In the post, Rhinehart, who has the writing style of a nine-year-old child, hails West, who suffers from bipolar disorder, as some kind of genius.
“I know, in my heart, that Kanye West, while he is not perfect, is the best person to lead America,” he writes. “Even if Kanye West was not running for president, I would vote for him.”
Armstrong referred to the post as “Epic.”
It is worth noting Coinbase’s connections with Soylent. Apparently, the crypto exchange’s employees were guzzling the foul concoction as far back as 2013. And at one point, you could purchase Soylent with BTC.
About Peter Schiff’s offshore bank
Gold bug, Bitcoin skeptic and libertarian economist Peter Schiff is in the hot seat for tax evasion. His Puerto Rican bank Euro Pacific’s anti-money laundering efforts are lax, and the bank’s customers include entities linked to a who’s who of financial and organized crime, according to reports in the Age, the NYT and 60 Minutes Australia. The trio of news outlets say that Schiff’s bank is being probed by a team of international investigators.
I met the outspoken Schiff in person at the 2017 Nexus crypto conference in Aspen, where he gave his usual spiel on the upcoming economic apocalypse and dollar collapse. Naturally, he was there representing Euro Pacific Bank.
“It was fairly apparent that Peter Schiff was operating in a manner that was intended to attract customers who were looking to either evade tax or perhaps launder money,” John Chevis, former Australian Federal Police investigator, told 60 Minutes Australia. Schiff, who denies any wrongdoing, stormed off of the 60 minutes Australia set when pressed for details.
Tether spins out another billion
Last week, Tether surpassed $16 billion in total liabilities, representing the total amount of tethers in circulation.
Tether began issuing its wildly popular stablecoin in 2015. It took more than two years to issue the first billion. By January 2020, Tether was at $4.5 billion worth of Tethers. And here we are today, with the company putting out as much as $1 billion worth of tethers every two weeks.
I’m sure all of these tethers are backed by real assets and generated by real demand, as the NYAG will eventually discover in its ongoing investigations — as soon as Tether/Bitfinex hand over that paperwork any day now.
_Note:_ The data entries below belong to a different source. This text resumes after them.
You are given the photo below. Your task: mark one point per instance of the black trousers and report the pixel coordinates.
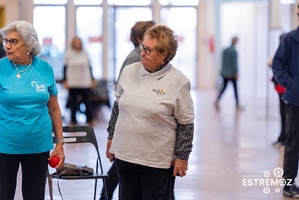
(138, 182)
(112, 183)
(225, 82)
(34, 175)
(291, 150)
(282, 109)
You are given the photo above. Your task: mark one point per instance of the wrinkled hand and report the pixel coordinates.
(58, 151)
(180, 167)
(109, 155)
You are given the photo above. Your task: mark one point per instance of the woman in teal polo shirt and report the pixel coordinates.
(29, 111)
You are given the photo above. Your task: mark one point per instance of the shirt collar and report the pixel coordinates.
(157, 75)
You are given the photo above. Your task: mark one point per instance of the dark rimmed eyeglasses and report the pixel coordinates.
(147, 50)
(13, 42)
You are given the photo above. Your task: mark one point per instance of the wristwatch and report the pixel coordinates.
(57, 141)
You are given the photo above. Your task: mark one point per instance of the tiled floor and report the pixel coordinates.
(232, 158)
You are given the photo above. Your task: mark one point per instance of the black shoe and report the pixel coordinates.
(278, 144)
(292, 192)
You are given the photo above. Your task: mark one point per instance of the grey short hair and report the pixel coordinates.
(28, 34)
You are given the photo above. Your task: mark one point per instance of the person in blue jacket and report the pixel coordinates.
(286, 71)
(229, 71)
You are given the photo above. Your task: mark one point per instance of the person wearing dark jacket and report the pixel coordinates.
(2, 50)
(285, 69)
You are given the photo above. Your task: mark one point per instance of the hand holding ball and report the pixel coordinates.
(54, 161)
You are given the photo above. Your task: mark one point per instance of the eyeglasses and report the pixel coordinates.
(13, 42)
(146, 49)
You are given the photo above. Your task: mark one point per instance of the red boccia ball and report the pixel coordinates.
(54, 161)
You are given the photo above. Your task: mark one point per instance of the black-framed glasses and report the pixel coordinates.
(147, 50)
(13, 42)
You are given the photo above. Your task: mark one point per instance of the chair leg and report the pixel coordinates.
(105, 189)
(95, 189)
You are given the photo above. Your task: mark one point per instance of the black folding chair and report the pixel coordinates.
(90, 138)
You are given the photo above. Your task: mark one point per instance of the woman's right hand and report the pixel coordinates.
(109, 155)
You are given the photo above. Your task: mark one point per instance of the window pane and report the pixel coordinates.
(88, 2)
(51, 33)
(185, 59)
(131, 2)
(179, 2)
(57, 2)
(89, 29)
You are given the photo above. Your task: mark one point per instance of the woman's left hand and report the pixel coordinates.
(180, 167)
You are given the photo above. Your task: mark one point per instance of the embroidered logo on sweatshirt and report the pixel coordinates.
(38, 87)
(159, 91)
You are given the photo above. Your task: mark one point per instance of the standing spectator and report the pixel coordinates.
(136, 36)
(229, 71)
(152, 121)
(78, 79)
(282, 109)
(29, 113)
(2, 50)
(285, 69)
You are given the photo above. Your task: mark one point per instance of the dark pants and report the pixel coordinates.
(234, 82)
(112, 183)
(137, 182)
(84, 94)
(291, 150)
(34, 175)
(282, 109)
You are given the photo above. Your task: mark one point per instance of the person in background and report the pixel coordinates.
(29, 113)
(229, 71)
(2, 50)
(285, 69)
(152, 121)
(78, 79)
(136, 37)
(280, 91)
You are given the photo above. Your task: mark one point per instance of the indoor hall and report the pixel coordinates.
(230, 148)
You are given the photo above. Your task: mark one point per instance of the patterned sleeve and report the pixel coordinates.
(112, 121)
(184, 140)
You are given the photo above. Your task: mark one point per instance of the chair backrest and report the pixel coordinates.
(89, 137)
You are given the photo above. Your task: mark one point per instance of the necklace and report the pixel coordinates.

Filecoin’s disastrous launch
Filecoin, a blockchain-based data storage network, raised more than $200 million in an initial coin offering three years ago.
After much anticipation and many delays, the mainnet finally launched on October 15. Since then, the price of the FIL coin has been a wild rollercoaster ride, soaring more than 100 percent at first, then tumbling 80 percent days later, as Cointelegraph explains.
But the bigger problem is the handling of the miners, who provide the storage for the system. Initially, they weren’t able to pull a profit.
Miners have to stake a large number of FIL tokens to start their mining operations. At first, they weren’t getting enough tokens to do this via mining rewards because they had to vest 100% of those rewards for six months. This forced them to buy tokens on the open market at high prices if they wanted to ramp up to capacity.
As a result, two days after the platform launched, five of the largest miners switched off thousands of rigs in protest, according to 8btc.
Since the folks behind Filecoin didn’t foresee any of this, they are now scrambling to make changes. The latest system upgrade allows miners to access 25 percent of their block rewards immediately, per the Block.